[WIP][SYCL][HostTask] Optimize blocked users tracking
This commit partially addresses a performance issue observed when submitting consecutive host tasks to an in-order queue without explicit wait(). The execution time of each host task was found to increase significantly as the number of submissions grew:
https://github.com/intel/llvm/issues/18500.
The major cause was identified as the unnecessary tracking of indirect blocking dependencies in MBlockedUsers. Previously, all direct and indirect blocking relations between enqueued commands were tracked, causing a siginificant increase in notification time upon task completion. For example, in a sequence of tasks A, B, C, D, A.MBlockedUsers would redundantly include {C, D}, even though these tasks are already blocked by B.
To resolve this, the enqueueCommand function was enhanced to include a TrackBlockedUser flag during recursion enqueueing. This change prevents excessive growth in the size of Cmd->MBlockedUsers in long dependency chains by only tracking the host task immediate dominator in the dependency tree, thereby reducing notification time upon command completion.

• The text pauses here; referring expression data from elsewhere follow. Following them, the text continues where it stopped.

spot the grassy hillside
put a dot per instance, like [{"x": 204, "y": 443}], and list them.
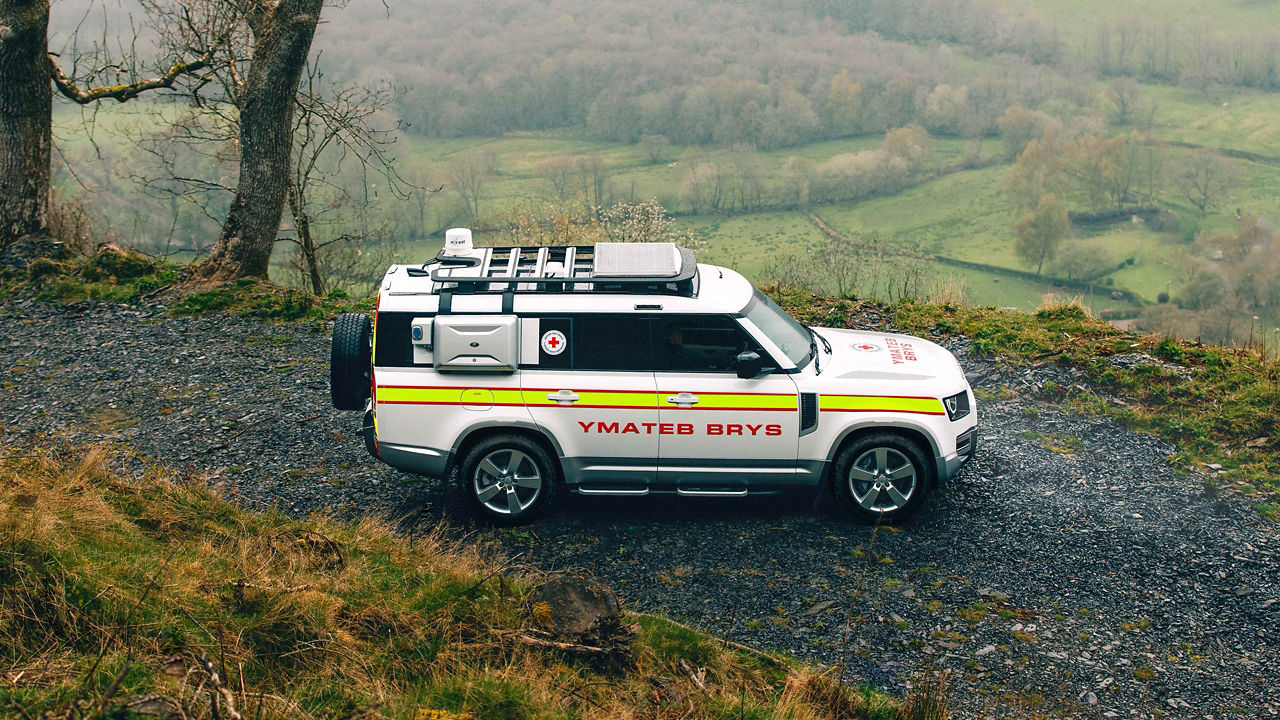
[
  {"x": 1080, "y": 16},
  {"x": 149, "y": 595},
  {"x": 1219, "y": 406}
]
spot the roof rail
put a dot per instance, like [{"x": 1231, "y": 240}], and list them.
[{"x": 636, "y": 268}]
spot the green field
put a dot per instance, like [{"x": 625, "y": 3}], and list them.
[
  {"x": 964, "y": 214},
  {"x": 1082, "y": 16}
]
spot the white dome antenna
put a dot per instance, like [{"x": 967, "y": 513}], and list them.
[{"x": 457, "y": 241}]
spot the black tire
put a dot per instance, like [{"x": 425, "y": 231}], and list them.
[
  {"x": 351, "y": 361},
  {"x": 882, "y": 477},
  {"x": 508, "y": 501}
]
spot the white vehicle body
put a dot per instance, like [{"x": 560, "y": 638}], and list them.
[{"x": 630, "y": 388}]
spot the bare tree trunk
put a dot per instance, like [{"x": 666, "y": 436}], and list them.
[
  {"x": 282, "y": 41},
  {"x": 302, "y": 224},
  {"x": 26, "y": 118}
]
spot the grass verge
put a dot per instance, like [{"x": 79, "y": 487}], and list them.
[
  {"x": 146, "y": 596},
  {"x": 1220, "y": 406},
  {"x": 132, "y": 278}
]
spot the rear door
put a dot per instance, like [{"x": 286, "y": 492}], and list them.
[
  {"x": 726, "y": 433},
  {"x": 593, "y": 388}
]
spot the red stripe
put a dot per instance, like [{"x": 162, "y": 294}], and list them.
[
  {"x": 743, "y": 409},
  {"x": 748, "y": 393},
  {"x": 887, "y": 396},
  {"x": 880, "y": 410},
  {"x": 631, "y": 391},
  {"x": 448, "y": 402}
]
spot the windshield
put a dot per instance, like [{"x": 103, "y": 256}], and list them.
[{"x": 790, "y": 336}]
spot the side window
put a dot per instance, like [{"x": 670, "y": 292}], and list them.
[
  {"x": 615, "y": 342},
  {"x": 611, "y": 342},
  {"x": 700, "y": 343}
]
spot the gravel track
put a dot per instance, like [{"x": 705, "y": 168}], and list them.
[{"x": 1091, "y": 580}]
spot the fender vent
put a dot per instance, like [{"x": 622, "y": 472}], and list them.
[{"x": 808, "y": 411}]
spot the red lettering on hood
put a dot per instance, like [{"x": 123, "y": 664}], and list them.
[{"x": 900, "y": 351}]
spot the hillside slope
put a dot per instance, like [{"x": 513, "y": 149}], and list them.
[{"x": 1072, "y": 563}]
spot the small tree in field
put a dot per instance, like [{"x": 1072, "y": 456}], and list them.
[
  {"x": 653, "y": 146},
  {"x": 1041, "y": 231}
]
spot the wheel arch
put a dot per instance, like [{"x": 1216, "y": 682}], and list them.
[
  {"x": 913, "y": 432},
  {"x": 480, "y": 431}
]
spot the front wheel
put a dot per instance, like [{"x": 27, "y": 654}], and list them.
[
  {"x": 508, "y": 479},
  {"x": 881, "y": 477}
]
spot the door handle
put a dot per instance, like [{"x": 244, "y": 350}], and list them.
[
  {"x": 565, "y": 397},
  {"x": 682, "y": 400}
]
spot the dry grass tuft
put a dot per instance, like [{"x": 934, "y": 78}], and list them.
[{"x": 147, "y": 595}]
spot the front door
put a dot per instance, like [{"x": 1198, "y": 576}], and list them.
[
  {"x": 593, "y": 390},
  {"x": 721, "y": 434}
]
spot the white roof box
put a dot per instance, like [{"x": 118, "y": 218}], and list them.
[{"x": 636, "y": 260}]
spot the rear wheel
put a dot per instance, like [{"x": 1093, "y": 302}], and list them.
[
  {"x": 351, "y": 361},
  {"x": 881, "y": 477},
  {"x": 508, "y": 478}
]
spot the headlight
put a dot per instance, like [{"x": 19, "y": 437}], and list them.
[{"x": 956, "y": 405}]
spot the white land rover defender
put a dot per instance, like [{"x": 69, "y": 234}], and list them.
[{"x": 631, "y": 369}]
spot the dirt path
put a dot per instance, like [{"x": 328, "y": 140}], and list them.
[{"x": 1068, "y": 564}]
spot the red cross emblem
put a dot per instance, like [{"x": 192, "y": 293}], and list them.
[{"x": 553, "y": 342}]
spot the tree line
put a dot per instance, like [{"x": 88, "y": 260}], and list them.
[{"x": 250, "y": 99}]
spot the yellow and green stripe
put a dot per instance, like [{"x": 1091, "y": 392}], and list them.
[{"x": 881, "y": 404}]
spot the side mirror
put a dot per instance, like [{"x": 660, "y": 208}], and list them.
[{"x": 749, "y": 364}]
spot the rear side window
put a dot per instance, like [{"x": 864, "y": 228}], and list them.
[
  {"x": 392, "y": 343},
  {"x": 597, "y": 342},
  {"x": 700, "y": 343}
]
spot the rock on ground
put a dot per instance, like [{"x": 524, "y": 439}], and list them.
[{"x": 1093, "y": 582}]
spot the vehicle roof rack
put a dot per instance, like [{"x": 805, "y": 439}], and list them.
[{"x": 635, "y": 268}]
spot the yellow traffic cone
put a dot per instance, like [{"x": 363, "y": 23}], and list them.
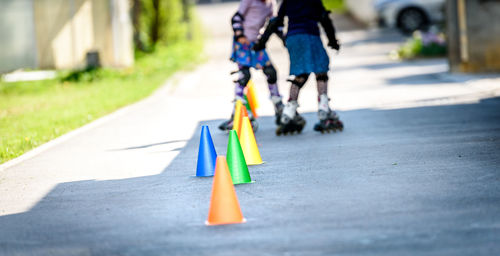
[
  {"x": 237, "y": 116},
  {"x": 248, "y": 143}
]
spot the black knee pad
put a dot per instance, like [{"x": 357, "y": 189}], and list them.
[
  {"x": 322, "y": 77},
  {"x": 300, "y": 80},
  {"x": 270, "y": 72},
  {"x": 244, "y": 74}
]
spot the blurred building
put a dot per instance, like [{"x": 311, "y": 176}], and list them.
[
  {"x": 473, "y": 28},
  {"x": 58, "y": 34}
]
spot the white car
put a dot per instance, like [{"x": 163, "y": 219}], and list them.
[{"x": 409, "y": 15}]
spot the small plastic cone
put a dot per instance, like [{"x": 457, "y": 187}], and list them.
[
  {"x": 252, "y": 95},
  {"x": 236, "y": 160},
  {"x": 206, "y": 154},
  {"x": 224, "y": 206},
  {"x": 244, "y": 113},
  {"x": 250, "y": 108},
  {"x": 237, "y": 116},
  {"x": 248, "y": 144},
  {"x": 252, "y": 100}
]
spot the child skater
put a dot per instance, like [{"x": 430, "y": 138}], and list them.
[
  {"x": 307, "y": 55},
  {"x": 247, "y": 22}
]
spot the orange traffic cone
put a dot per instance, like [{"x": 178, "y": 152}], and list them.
[
  {"x": 237, "y": 116},
  {"x": 248, "y": 144},
  {"x": 224, "y": 206}
]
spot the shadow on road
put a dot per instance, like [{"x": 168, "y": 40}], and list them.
[{"x": 419, "y": 179}]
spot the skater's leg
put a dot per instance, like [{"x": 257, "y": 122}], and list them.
[
  {"x": 290, "y": 108},
  {"x": 328, "y": 119},
  {"x": 241, "y": 83},
  {"x": 290, "y": 120},
  {"x": 239, "y": 86},
  {"x": 323, "y": 105},
  {"x": 275, "y": 95}
]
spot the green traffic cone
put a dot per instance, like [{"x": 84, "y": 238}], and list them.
[{"x": 236, "y": 160}]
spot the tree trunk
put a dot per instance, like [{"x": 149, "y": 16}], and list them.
[
  {"x": 136, "y": 22},
  {"x": 186, "y": 18},
  {"x": 155, "y": 27}
]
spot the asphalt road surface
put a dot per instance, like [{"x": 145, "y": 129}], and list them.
[{"x": 415, "y": 172}]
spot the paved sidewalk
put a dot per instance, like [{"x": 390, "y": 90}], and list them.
[{"x": 415, "y": 172}]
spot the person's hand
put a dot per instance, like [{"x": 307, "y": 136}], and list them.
[
  {"x": 243, "y": 40},
  {"x": 334, "y": 44}
]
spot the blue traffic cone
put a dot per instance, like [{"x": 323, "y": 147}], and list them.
[{"x": 206, "y": 154}]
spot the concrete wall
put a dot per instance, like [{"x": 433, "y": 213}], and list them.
[
  {"x": 57, "y": 34},
  {"x": 478, "y": 50},
  {"x": 17, "y": 35}
]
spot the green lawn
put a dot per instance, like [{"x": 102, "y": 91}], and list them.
[
  {"x": 337, "y": 6},
  {"x": 32, "y": 113}
]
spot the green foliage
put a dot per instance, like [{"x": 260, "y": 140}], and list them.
[
  {"x": 422, "y": 44},
  {"x": 171, "y": 26},
  {"x": 32, "y": 113},
  {"x": 335, "y": 5}
]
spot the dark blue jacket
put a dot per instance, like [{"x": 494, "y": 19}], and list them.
[{"x": 303, "y": 16}]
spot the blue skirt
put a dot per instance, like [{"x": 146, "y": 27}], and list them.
[
  {"x": 307, "y": 54},
  {"x": 244, "y": 56}
]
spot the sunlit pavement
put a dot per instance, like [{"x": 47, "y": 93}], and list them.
[{"x": 415, "y": 172}]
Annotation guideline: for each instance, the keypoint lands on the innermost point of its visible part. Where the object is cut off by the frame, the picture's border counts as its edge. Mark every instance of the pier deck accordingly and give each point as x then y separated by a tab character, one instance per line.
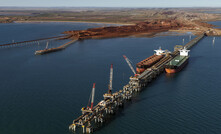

@Nuullll hi, it seems incorrect. The reason why we track non direct blocked users is that host task enqueues blocked users on its completion and if we have: HT1 K2 depending on HT1 K3 depending on K2 (and implicitly depending on HT1)
then first enqueue of K2 and K3 is failed if HT1 is not completed. In this case if we enqueue only direct dependency K2 on host task completion - there is nobody to enqueue K3.
This PR seems to be causing build hangs, please fix before rerunning :)